On Time: Technology and Temporality in Modern Egypt by Barak On
Author:Barak, On [Barak, On]
Language: eng
Format: epub
ISBN: 9780520276130
Publisher: University of California Press
Published: 2013-07-19T00:00:00+00:00
THE BIRTH OF DROMOPOLITICS
If ticket reselling was the conductor’s preferred way of surviving and subverting the oppressive time-is-money logic underpinning the tram system, how did a typical tram driver respond to the bundling together of his salary, speed, and schedule under the watchful eye of foreign supervisors who secured this linkage? As we have seen, the tramway unevenly compressed urban space and time. The speed that facilitated this compression became a central object of criticism in the Egyptian press.115 The abstract categories of risk available to us cast the speed of modern means of transportation as class-, gender- and colorblind. But it was clear to readers of Egyptian newspapers that the unfortunate effects of the tram’s speed were unevenly distributed.

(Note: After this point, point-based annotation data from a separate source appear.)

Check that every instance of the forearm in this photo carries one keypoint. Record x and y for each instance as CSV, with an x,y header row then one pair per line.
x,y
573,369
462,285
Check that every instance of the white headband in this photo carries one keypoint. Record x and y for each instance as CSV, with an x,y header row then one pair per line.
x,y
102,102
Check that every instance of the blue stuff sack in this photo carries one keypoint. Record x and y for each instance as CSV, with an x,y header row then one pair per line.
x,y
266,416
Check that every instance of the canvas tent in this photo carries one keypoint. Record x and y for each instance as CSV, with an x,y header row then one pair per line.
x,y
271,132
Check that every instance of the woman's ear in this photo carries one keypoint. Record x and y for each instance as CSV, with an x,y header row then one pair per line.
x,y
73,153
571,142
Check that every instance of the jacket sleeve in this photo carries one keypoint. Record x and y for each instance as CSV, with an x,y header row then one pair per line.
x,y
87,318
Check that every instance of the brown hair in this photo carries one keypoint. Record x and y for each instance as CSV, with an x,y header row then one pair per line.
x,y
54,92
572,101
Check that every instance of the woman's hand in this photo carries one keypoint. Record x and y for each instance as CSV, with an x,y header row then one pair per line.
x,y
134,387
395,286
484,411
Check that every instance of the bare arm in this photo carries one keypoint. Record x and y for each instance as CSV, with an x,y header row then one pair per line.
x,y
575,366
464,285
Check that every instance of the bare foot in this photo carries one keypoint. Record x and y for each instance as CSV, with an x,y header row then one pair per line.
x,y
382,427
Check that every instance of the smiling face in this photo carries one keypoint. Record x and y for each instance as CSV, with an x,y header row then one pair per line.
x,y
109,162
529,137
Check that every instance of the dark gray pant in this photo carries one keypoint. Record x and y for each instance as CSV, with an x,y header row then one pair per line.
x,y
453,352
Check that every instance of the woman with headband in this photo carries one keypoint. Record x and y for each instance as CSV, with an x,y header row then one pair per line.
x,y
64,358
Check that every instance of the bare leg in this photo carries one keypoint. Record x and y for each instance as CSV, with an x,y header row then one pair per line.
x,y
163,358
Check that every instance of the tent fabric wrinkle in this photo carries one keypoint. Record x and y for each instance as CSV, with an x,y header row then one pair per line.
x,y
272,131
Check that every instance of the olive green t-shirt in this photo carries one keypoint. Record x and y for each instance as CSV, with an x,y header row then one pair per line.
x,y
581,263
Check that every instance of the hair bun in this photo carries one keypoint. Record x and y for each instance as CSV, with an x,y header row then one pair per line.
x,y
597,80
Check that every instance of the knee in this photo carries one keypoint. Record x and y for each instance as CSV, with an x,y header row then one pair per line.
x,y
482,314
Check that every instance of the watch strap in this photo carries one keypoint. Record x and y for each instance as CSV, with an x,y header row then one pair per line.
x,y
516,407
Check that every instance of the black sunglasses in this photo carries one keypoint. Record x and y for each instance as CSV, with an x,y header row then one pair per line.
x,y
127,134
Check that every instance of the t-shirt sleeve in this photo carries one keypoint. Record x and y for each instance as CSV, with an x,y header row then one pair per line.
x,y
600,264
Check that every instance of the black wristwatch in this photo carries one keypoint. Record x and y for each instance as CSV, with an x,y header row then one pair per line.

The dangerous speed of the tram was often linked in the press to tram drivers’ obligation to keep to schedule and heavy workload.116 This was indeed an accurate observation: by 1900 there were no clear speed limits for trams. Tram drivers were instructed by law to adjust their speed according to their schedules.117 The schedule was simultaneously the driver’s objective and the means of supervising him; it was keeping its keepers. Yet it was always clear that the schedule, an ostensibly abstract standard or yardstick that seemed to precede the circumstances of its production, was imposed from outside, indexing a colonial power hierarchy. Even the schedule’s language let this fact slip: a 1905 Al-Kawkab article cited complaints by “many local Egyptians” about the fact that the departure and arrival times of Alexandria streetcars were written only in French or English and followed the “Frankish” timekeeping system. “What should an Egyptian who does not know these languages do? Should he go to the translators’ school?”118
The danger of unrestricted speed manifested itself mainly in two ways. First, speed resulted in road collisions with other vehicles and pedestrians. Streetcars driving at full speed through Cairo and Alexandria’s crowded streets without being able to change course violently introduced new braking distances, modes of attentiveness, and hazard zones. Cabbies and cart drivers halting twenty meters or more in front of a moving tram often discovered, sometimes with fatal consequences, that this did not allow the tram sufficient time to stop.119 Tram drivers in turn resorted to unconventional methods for clearing a crowded street, including—beyond frequent use of their horn—shouting, spitting, and in some (probably extreme) cases, throwing stones.120 Because the horn and bell pedals were operated by foot,121 tram drivers were left with free hands for steering and stoning pedestrians. In one instance in 1905, a driver threw a heavy block with such force that he himself fell out of the vehicle, which then collided head-on with another tram.122
Second, to keep to schedule, tram drivers regularly refused to stop at stations to allow passengers to get on and off, pretending not to notice people waiting in stations or to hear requests to alight coming from within the tram. They kept moving unless the request came from a foreigner or a woman, in which case drivers were more inclined to stop.